Entrée en vigueur le 1 mai 2022
Est créé par : Décret n°2022-479 du 30 mars 2022 - art.
Est codifié par : Décret n°2022-479 du 30 mars 2022 - art.
Les personnels de l'administration pénitentiaire se doivent mutuellement respect, aide et assistance dans l'exercice de leurs missions.
[…] 5. En troisième lieu, aux termes de l'article L. 533-1 du code général de la fonction publique : « Les sanctions disciplinaires pouvant être infligées aux fonctionnaires sont réparties en quatre groupes : () / 4° Quatrième groupe : / () / b) La révocation. » Aux termes de l'article R. 122-1 du code pénitentiaire : « Le personnel de l'administration pénitentiaire est loyal envers les institutions républicaines. Il est intègre, impartial et probe. Il ne se départit de sa dignité en aucune circonstance. » Aux termes de l'article R. 122-5 de ce code : « Les personnels de l'administration pénitentiaire se doivent mutuellement respect, aide et assistance dans l'exercice de leurs missions. »
[…] En second lieu, aux termes de l'article L. 533-1 du code général de la fonction publique : « Les sanctions disciplinaires pouvant être infligées aux fonctionnaires sont réparties en quatre groupes : (…) / 4° Quatrième groupe : / (…) / b) La révocation. ». Aux termes de l'article R. 122-1 du code pénitentiaire : « Le personnel de l'administration pénitentiaire est loyal envers les institutions républicaines. Il est intègre, impartial et probe. Il ne se départit de sa dignité en aucune circonstance. ». Aux termes de l'article R. 122-5 de ce code : « Les personnels de l'administration pénitentiaire se doivent mutuellement respect, aide et assistance dans l'exercice de leurs missions. ».

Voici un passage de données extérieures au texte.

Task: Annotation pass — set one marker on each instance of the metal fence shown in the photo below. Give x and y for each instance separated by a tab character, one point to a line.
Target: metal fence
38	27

Application par la jurisprudence Nota bene — En contentieux pénitentiaire, les juges mobilisent l'article R.122-5 comme norme déontologique de référence pour contrôler la nécessité et la proportionnalité des interventions des agents, y compris envers les visiteurs. Ils vérifient que l'usage de la force est justifié, mesuré et tracé, et censurent les gestes « non réglementaires » ou disproportionnés. Plus largement, ils replacent ce contrôle dans l'examen de la légalité des mesures pénitentiaires et de leur motivation.